My current understanding of the problem is that any odd $n$, written as $2^{a_s}(2b_s-1)-1$, will iterate to even $3^{a_s}(2a_s-1)-1$ after $a_s$ iterations of $\frac{3n+1}{2}$, then being divided by 2 until it becomes some odd $2^{a_{s+1}}(2b_{s+1}-1)-1$.

When $3^a\left(2b-1\right)-1$ is written as $3^ab-\left(3^a+1\right)$, factoring out the highest power of 2 shows that for $a \equiv b \pmod 2$, the highest power of 2 dividing $3^a\left(2b-1\right)-1$ is 2, and for $a \equiv 1 \pmod 2$ where $b \equiv 0 \pmod 4$, or $a \equiv 0 \pmod 2$ where $b \equiv 3 \pmod 4$, it must be 4. In other cases it seems to be no longer dependant on $a$ or $b$ and becomes pseudo-random.

If the Collatz conjecture is true, for any combination of $(a_1,b_1)$ there must be some integer $z$ such that both $a_z$ and $b_z$ equal 1 after $z$ of iterations of $2^{a_s}(2b_s-1)-1 \rightarrow 2^{a_{s+1}}(2b_{s+1}-1)-1$.
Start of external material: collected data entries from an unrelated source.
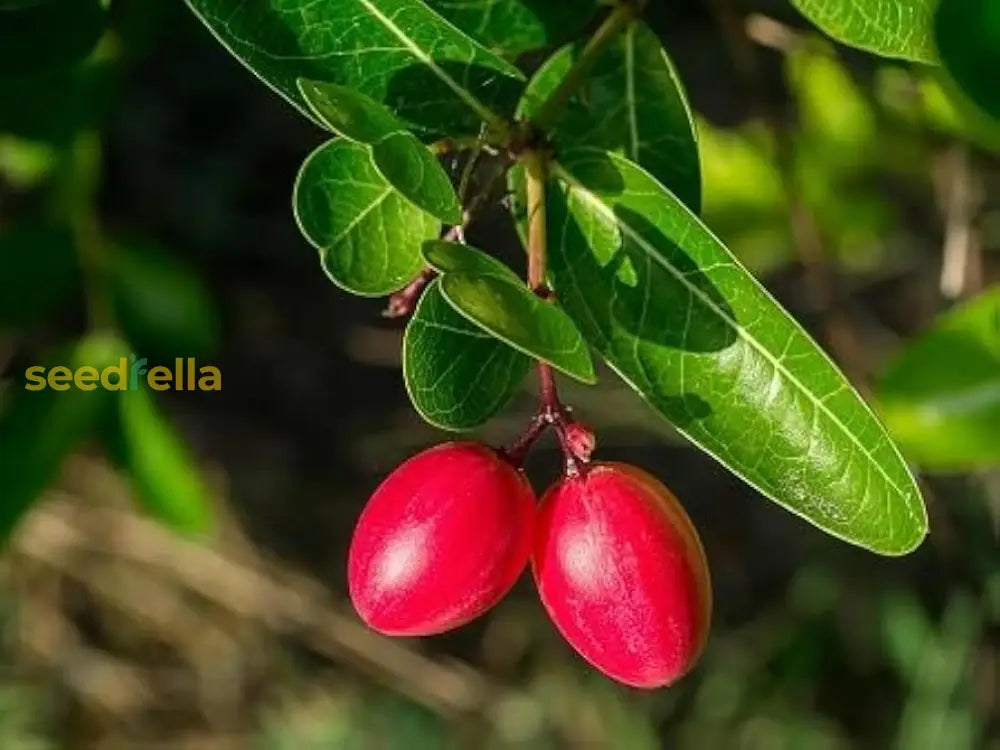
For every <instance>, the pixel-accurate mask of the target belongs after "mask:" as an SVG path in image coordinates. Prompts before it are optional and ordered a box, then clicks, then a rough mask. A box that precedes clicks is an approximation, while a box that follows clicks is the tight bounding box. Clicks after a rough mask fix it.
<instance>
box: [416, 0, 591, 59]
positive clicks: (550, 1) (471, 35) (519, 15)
mask: <svg viewBox="0 0 1000 750" xmlns="http://www.w3.org/2000/svg"><path fill="white" fill-rule="evenodd" d="M427 4H428V5H429V6H430V7H432V8H433V9H434V10H436V11H437V12H438V13H440V14H441V15H442V16H444V17H445V18H447V19H448V20H449V21H451V22H452V23H453V24H455V25H456V26H458V28H460V29H462V31H464V32H465V33H466V34H468V35H469V36H472V37H474V38H476V39H478V40H479V41H480V42H482V43H483V44H484V45H486V46H487V47H489V48H490V49H492V50H493V51H494V52H496V53H498V54H501V55H504V56H505V57H514V56H516V55H519V54H521V53H522V52H528V51H530V50H533V49H538V48H539V47H545V46H548V45H551V44H558V43H559V42H562V41H565V40H567V39H572V38H573V37H574V36H576V35H577V34H579V33H580V32H581V31H582V30H583V28H584V26H586V24H587V22H588V21H589V20H590V18H591V17H592V16H593V15H594V11H595V10H596V9H597V7H598V3H597V1H596V0H575V1H574V2H572V3H553V2H551V0H428V2H427Z"/></svg>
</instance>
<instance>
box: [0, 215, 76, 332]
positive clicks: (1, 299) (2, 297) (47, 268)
mask: <svg viewBox="0 0 1000 750" xmlns="http://www.w3.org/2000/svg"><path fill="white" fill-rule="evenodd" d="M78 279H79V272H78V270H77V264H76V251H75V248H74V246H73V234H72V232H70V230H69V229H67V228H63V227H57V226H53V225H50V224H43V223H40V222H31V223H24V224H18V225H15V226H12V227H10V228H9V229H7V230H5V231H2V232H0V328H2V327H3V326H6V325H14V326H27V325H31V324H34V323H37V322H39V321H40V320H42V319H43V318H44V317H45V316H46V315H49V314H51V313H52V312H54V311H56V310H58V309H59V307H60V306H62V305H64V304H65V303H67V302H68V301H69V300H70V299H71V298H72V295H73V292H74V291H75V289H76V285H77V282H78Z"/></svg>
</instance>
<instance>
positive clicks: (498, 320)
mask: <svg viewBox="0 0 1000 750" xmlns="http://www.w3.org/2000/svg"><path fill="white" fill-rule="evenodd" d="M441 293H442V294H443V295H444V298H445V299H446V300H448V302H449V303H451V305H452V306H453V307H454V308H455V309H456V310H458V311H459V312H460V313H461V314H462V315H464V316H465V317H467V318H468V319H469V320H471V321H472V322H473V323H475V324H476V325H478V326H479V327H480V328H482V329H483V330H485V331H487V332H488V333H491V334H493V335H494V336H496V337H497V338H499V339H501V340H502V341H505V342H506V343H508V344H510V345H511V346H513V347H514V348H515V349H517V350H519V351H522V352H524V353H525V354H527V355H529V356H532V357H535V358H537V359H541V360H543V361H545V362H548V363H549V364H550V365H552V366H553V367H555V368H556V369H557V370H560V371H562V372H564V373H566V374H567V375H569V376H571V377H574V378H576V379H577V380H579V381H581V382H584V383H596V382H597V375H595V374H594V364H593V362H591V360H590V351H589V350H588V349H587V344H586V342H584V340H583V337H582V336H581V335H580V331H579V330H577V327H576V325H575V324H574V323H573V321H572V320H571V319H570V317H569V316H568V315H566V313H565V312H563V311H562V310H561V309H559V307H557V306H556V305H555V304H554V303H551V302H546V301H545V300H543V299H542V298H541V297H539V296H538V295H536V294H534V293H533V292H532V291H531V290H530V289H528V288H527V287H526V286H525V285H524V282H522V281H509V280H507V279H504V278H501V277H499V276H496V275H492V274H472V273H446V274H445V275H444V276H443V277H442V278H441Z"/></svg>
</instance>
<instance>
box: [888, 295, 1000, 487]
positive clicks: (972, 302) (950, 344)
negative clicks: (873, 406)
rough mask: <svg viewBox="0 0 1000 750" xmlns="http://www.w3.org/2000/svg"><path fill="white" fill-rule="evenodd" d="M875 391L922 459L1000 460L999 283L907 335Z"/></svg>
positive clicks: (945, 466) (939, 459)
mask: <svg viewBox="0 0 1000 750" xmlns="http://www.w3.org/2000/svg"><path fill="white" fill-rule="evenodd" d="M876 393H877V395H878V398H879V400H880V402H881V406H882V413H883V416H884V418H885V421H886V424H887V425H888V426H889V429H890V430H891V431H892V434H893V436H895V437H896V439H897V440H899V442H900V444H901V445H902V446H903V449H904V450H905V451H906V453H907V454H908V455H909V456H911V457H912V458H913V459H914V460H915V461H917V463H919V464H920V465H921V466H924V467H927V468H928V469H935V470H945V471H954V470H962V469H971V468H976V467H988V466H997V465H1000V286H998V287H994V288H992V289H990V290H988V291H986V292H984V293H982V294H981V295H979V296H978V297H976V298H975V299H973V300H971V301H970V302H968V303H966V304H964V305H962V306H961V307H958V308H956V309H954V310H951V311H950V312H948V313H946V314H944V315H942V316H941V317H940V318H939V319H938V320H937V322H936V323H935V324H934V326H933V327H931V329H930V330H928V331H927V332H926V333H924V334H923V335H922V336H920V337H918V338H917V339H916V340H914V341H912V342H910V343H909V344H908V345H907V346H906V347H905V348H904V349H903V351H902V352H901V353H900V354H899V356H898V357H897V358H896V359H895V360H894V361H893V362H892V363H890V365H889V366H888V368H887V369H886V371H885V373H884V374H883V376H882V378H881V379H880V380H879V383H878V386H877V388H876Z"/></svg>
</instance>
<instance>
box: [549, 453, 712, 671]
mask: <svg viewBox="0 0 1000 750" xmlns="http://www.w3.org/2000/svg"><path fill="white" fill-rule="evenodd" d="M532 563H533V565H532V567H533V570H534V574H535V581H536V583H537V585H538V591H539V593H540V594H541V598H542V603H543V604H544V605H545V609H546V610H548V613H549V616H550V617H551V618H552V620H553V622H555V624H556V627H557V628H558V629H559V631H560V632H561V633H562V635H563V637H565V638H566V640H567V641H569V643H570V645H572V646H573V648H575V649H576V650H577V651H578V652H579V653H580V655H581V656H583V658H585V659H586V660H587V661H589V662H590V663H591V664H592V665H593V666H595V667H597V669H599V670H601V671H602V672H604V673H605V674H606V675H608V676H609V677H612V678H614V679H616V680H619V681H620V682H624V683H625V684H627V685H632V686H634V687H642V688H653V687H662V686H665V685H669V684H671V683H672V682H674V681H675V680H677V679H678V678H680V677H681V676H682V675H684V673H685V672H687V671H688V670H689V669H690V668H691V666H692V665H693V664H694V662H695V661H696V660H697V658H698V656H699V654H700V653H701V649H702V647H703V646H704V644H705V640H706V638H707V636H708V629H709V621H710V619H711V607H712V595H711V583H710V580H709V574H708V563H707V562H706V560H705V553H704V551H703V550H702V547H701V542H700V541H699V539H698V535H697V533H696V531H695V529H694V526H693V525H692V524H691V520H690V519H689V518H688V516H687V514H686V513H685V512H684V509H683V508H682V507H681V505H680V503H679V502H678V501H677V498H675V497H674V495H673V494H672V493H671V492H670V490H668V489H667V488H666V487H665V486H663V484H661V483H660V482H659V481H657V480H656V479H655V478H654V477H652V476H650V475H649V474H647V473H645V472H644V471H641V470H639V469H636V468H635V467H632V466H627V465H625V464H617V463H598V464H591V465H590V466H589V467H587V470H586V471H585V472H584V473H583V474H581V475H580V476H573V477H566V478H564V479H562V480H560V481H559V482H557V483H556V484H555V485H553V486H552V487H551V488H550V489H549V490H548V492H546V493H545V496H544V497H543V498H542V503H541V506H540V508H539V513H538V516H537V518H536V521H535V541H534V550H533V559H532Z"/></svg>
An expansion of the $z$th iteration of $2^{a_s}(2b_s-1)-1 \rightarrow 2^{a_{s+1}}(2b_{s+1}-1)-1$ on some odd $n=2^{a_1}(2b_1-1)-1$, $T_z(n_1)$, implies that:

$$T_z(n_1)=\frac{1.5^{\sum_{c=2}^{z}a_c}\left(1.5^ {a_1}\left(n_1+1\right)-1\right)}{2^{\sum_{d=1}^{z}b_d}}+\frac{1.5^{a_z}-1}{2^{b_z}}+\sum_{e=2}^{z-1}\frac{1.5^{\sum_{f=e+1}^{z}a_f}\left(1.5^{a_e}-1\right)}{2^{\sum_{g=e}^{z}b_g}}=1$$

must have a unique solution for any $n_1$ such that $\left\{z,a_{1...z},b_{1...z}\in\mathbb{N^+}\right \}$

I am trying to find a connection between $(a_s,b_s)$ and $(a_{s+1},b_{s+1})$, such that an expression for the sum of these values for each iteration may be found, which would make the above expression more useful. Corrections and advice on whether this may or may not be possible would really be appreciated!

Thanks